Mas Yang tem planos mais ambiciosos. A Altera planeja expandir para o Roblox em seguida, mas Yang espera eventualmente ir além dos mundos dos jogos. Seu objetivo final é um mundo onde os humanos não apenas joguem ao lado dos personagens de IA, mas também interajam com eles no dia a dia. Seu sonho é criar um grande número de “humanos digitais” que realmente se importem conosco e trabalhem conosco para nos ajudar a resolver problemas, além de nos entreter. “Queremos construir agentes que realmente possam amar os humanos (como os cães amam os humanos, por exemplo),” diz ele.
Esse ponto de vista — de que a IA poderia nos amar — é bastante controverso no campo, com muitos especialistas argumentando que não é possível recriar emoções em máquinas usando as técnicas atuais. O veterano de IA Julian Togelius, por exemplo, que dirige a empresa de testes de jogos Modl.ai, diz que gosta do trabalho da Altera, especialmente porque ele permite estudar o comportamento humano em simulação.
Mas esses agentes simulados poderiam algum dia aprender a se importar conosco, nos amar ou se tornar autossuficientes? Togelius não acha que sim. “Não há razão para acreditar que uma rede neural rodando em uma GPU em algum lugar experimente algo,” diz ele.
Mas talvez a IA não precise nos amar de verdade para ser útil.
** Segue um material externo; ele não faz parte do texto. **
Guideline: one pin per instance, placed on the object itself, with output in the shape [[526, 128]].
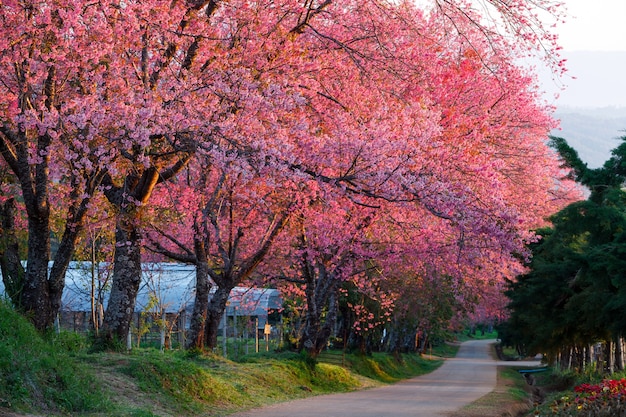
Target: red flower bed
[[606, 399]]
“Se a questão for se um desses seres simulados poderia parecer se importar, e fazer isso de forma tão habilidosa que teria o mesmo valor para alguém como ser cuidado por um humano, isso talvez não seja impossível,” acrescenta Togelius. “Você poderia criar uma simulação de cuidado boa o suficiente para ser útil. A questão é se a pessoa sendo cuidada se importaria que o cuidador não tem experiências.”
Em outras palavras, enquanto nossos personagens de IA parecerem se importar conosco de uma forma convincente, isso pode ser tudo o que realmente nos importa.